What we have learned over time is that the most important relationship in how an associate feels about their company is their immediate leader, their manager. [And] we continue to really lean in on our investment in our management team to make sure that we’re listening. What are the emerging needs of the workforce that we have today? What are ways that we can engage purposefully in connecting people to the Nationwide culture, no matter where they live? That is a programmatic effort that we have across the company.
I would say we’ve got less than 10 percent of our workforce that is permanently in office. So, I said, we’ve got about 50 percent of our workforce that is permanent work-from-home. We’ve got about 40 percent of the workforce in P/C that is hybrid today—there is some connectivity into an office, but they may work in the office two days a week, a couple of weeks out of the month.
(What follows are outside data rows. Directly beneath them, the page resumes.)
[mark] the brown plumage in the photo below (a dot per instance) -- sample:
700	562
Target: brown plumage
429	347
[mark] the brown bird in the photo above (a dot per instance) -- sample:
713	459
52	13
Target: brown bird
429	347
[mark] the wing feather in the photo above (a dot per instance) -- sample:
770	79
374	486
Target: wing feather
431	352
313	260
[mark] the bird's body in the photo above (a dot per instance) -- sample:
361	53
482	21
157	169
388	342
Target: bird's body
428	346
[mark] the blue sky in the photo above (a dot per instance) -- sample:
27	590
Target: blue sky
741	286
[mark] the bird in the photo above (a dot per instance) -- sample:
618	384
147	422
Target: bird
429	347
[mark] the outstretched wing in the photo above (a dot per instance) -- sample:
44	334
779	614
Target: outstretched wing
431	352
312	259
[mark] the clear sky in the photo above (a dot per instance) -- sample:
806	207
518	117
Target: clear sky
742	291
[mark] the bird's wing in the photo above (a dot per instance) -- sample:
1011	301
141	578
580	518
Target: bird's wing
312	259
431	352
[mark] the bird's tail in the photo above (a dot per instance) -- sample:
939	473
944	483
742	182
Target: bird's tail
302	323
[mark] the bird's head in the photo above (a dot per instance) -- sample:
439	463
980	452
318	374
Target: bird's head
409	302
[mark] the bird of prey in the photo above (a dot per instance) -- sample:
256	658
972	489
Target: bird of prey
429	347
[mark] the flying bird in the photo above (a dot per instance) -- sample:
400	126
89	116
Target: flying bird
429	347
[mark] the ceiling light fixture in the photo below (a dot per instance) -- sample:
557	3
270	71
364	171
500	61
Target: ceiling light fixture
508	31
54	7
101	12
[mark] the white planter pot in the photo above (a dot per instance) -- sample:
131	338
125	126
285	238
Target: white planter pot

[The key] is making sure that it’s done with purpose. How do we have teams together at the right time to foster collaboration…Rather than just come into an office [and] you sit at your desk every day, what are the engaging opportunities that we have so that when people are in the office, there are certain activities that lend more to driving that comradery…
I don’t know that anyone has the perfect answer for how this will all work today. The most important thing is to be flexible and adaptable, and as a leadership team be willing to listen. I think that’s our big learning through all of this: No matter what we thought all of our good laid plans would bring us, the most important part was establishing associate feedback sessions…
We’ve relied heavily upon associate resource groups to give us feedback, to help shape where we need to go for the future. It has been probably the best thing that we’ve done, making sure that we continue to always have that open door policy to figure out what we need to do next.